Paths on Checkerboards – 2
In the Puzzle of the Week “Paths on Checkerboards – 1” we looked at when it was possible, starting at a given point, to make a path on a checkerboard that visited every square. Starting at the black dot, the first 3 by 4 checkerboard has a path and the second 3 by 5 checkerboard does not.
For this puzzle we have both a starting and ending point, and ask the question of whether there is a path that starts at one point and visits every point exactly once on the way to ending at the other point.
THE CHALLENGE
For these two checkerboards, identify which pairs of starting and ending positions have a path that links them that visits every square in the board once, and which ones do not. What is the difference?
EXPLORATION
Create some other sizes of checkerboards and try various starting positions on these. Do you
see any patterns for which starting positions work on each board?
Notes
THE CHALLENGE & EXPLORATION
In “Paths on Checkerboards – 1” we saw that the sequence of colors on a path will alternate as one moves along the path.
As we saw in that earlier puzzle, for checkerboards with an even number of squares, such as the 3 by 4 board, we must end on the opposite color from what we started on. For checkerboards with an odd number of squares, such as the 3 by 5 board, we must begin and end on the color that is in one of the corners of the board.
That leaves the question – If we follow those rules, is that enough?
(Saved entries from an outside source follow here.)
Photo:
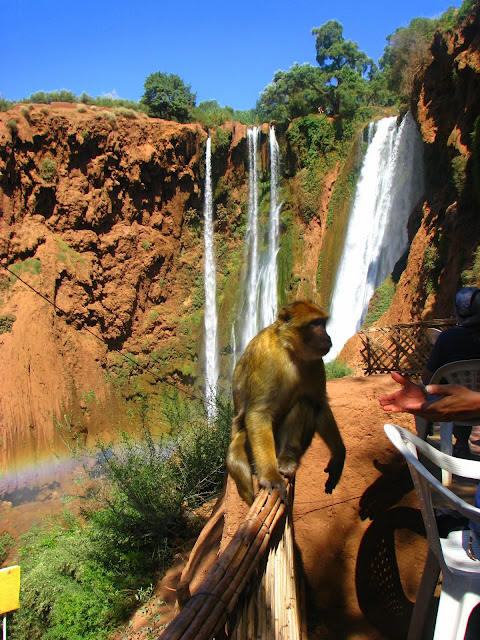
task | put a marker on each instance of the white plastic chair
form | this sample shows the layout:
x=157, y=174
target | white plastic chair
x=432, y=335
x=460, y=573
x=467, y=374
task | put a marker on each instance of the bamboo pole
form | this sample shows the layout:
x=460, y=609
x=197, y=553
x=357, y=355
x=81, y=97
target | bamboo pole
x=207, y=610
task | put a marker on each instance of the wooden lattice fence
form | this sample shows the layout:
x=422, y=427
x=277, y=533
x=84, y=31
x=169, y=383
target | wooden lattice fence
x=402, y=347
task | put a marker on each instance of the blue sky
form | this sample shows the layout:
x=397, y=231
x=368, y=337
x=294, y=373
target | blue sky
x=226, y=51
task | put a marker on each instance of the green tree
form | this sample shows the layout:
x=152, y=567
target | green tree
x=345, y=70
x=292, y=94
x=167, y=96
x=407, y=53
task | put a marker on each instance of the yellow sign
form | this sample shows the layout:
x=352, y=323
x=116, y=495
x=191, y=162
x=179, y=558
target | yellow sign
x=9, y=589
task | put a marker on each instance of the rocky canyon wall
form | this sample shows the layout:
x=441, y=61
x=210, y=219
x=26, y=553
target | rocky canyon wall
x=102, y=215
x=445, y=227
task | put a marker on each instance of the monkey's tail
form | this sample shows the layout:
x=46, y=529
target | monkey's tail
x=238, y=466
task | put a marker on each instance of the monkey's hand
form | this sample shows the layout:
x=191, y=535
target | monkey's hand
x=273, y=483
x=334, y=470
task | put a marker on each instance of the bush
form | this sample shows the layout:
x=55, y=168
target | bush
x=337, y=369
x=69, y=590
x=6, y=543
x=79, y=581
x=6, y=322
x=150, y=484
x=309, y=137
x=12, y=126
x=380, y=302
x=125, y=113
x=48, y=170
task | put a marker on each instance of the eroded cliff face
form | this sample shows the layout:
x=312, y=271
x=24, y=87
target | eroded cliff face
x=445, y=227
x=101, y=215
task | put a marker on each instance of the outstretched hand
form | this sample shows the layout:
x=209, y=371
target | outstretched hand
x=409, y=398
x=455, y=401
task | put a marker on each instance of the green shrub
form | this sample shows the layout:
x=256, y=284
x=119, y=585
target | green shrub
x=337, y=369
x=48, y=170
x=125, y=113
x=459, y=169
x=380, y=302
x=12, y=126
x=309, y=137
x=5, y=105
x=6, y=322
x=471, y=277
x=111, y=119
x=75, y=583
x=6, y=543
x=25, y=111
x=81, y=580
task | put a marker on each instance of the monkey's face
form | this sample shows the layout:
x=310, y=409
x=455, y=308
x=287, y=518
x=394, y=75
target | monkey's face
x=317, y=340
x=304, y=323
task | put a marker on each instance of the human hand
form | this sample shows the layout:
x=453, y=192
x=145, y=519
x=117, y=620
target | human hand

One way to analyze this question is to set the position of one of the points and see what all the endpoints are for good paths. We can exploit mirror symmetry (flipping around the middle of the board in one direction or the other) to reduce the number of possible cases to look at. Here is what we get for the two boards. The red dot is a fixed starting point, and the black dots are places with successful endpoints.
As you can see, most positions work. For the ones that fail, it is not a matter of having trouble with alternating colors, it is a problem with getting boxed into corners. This confinement problem is even more troublesome for boards with only two rows. For four or more rows, I believe the confinement problems go away.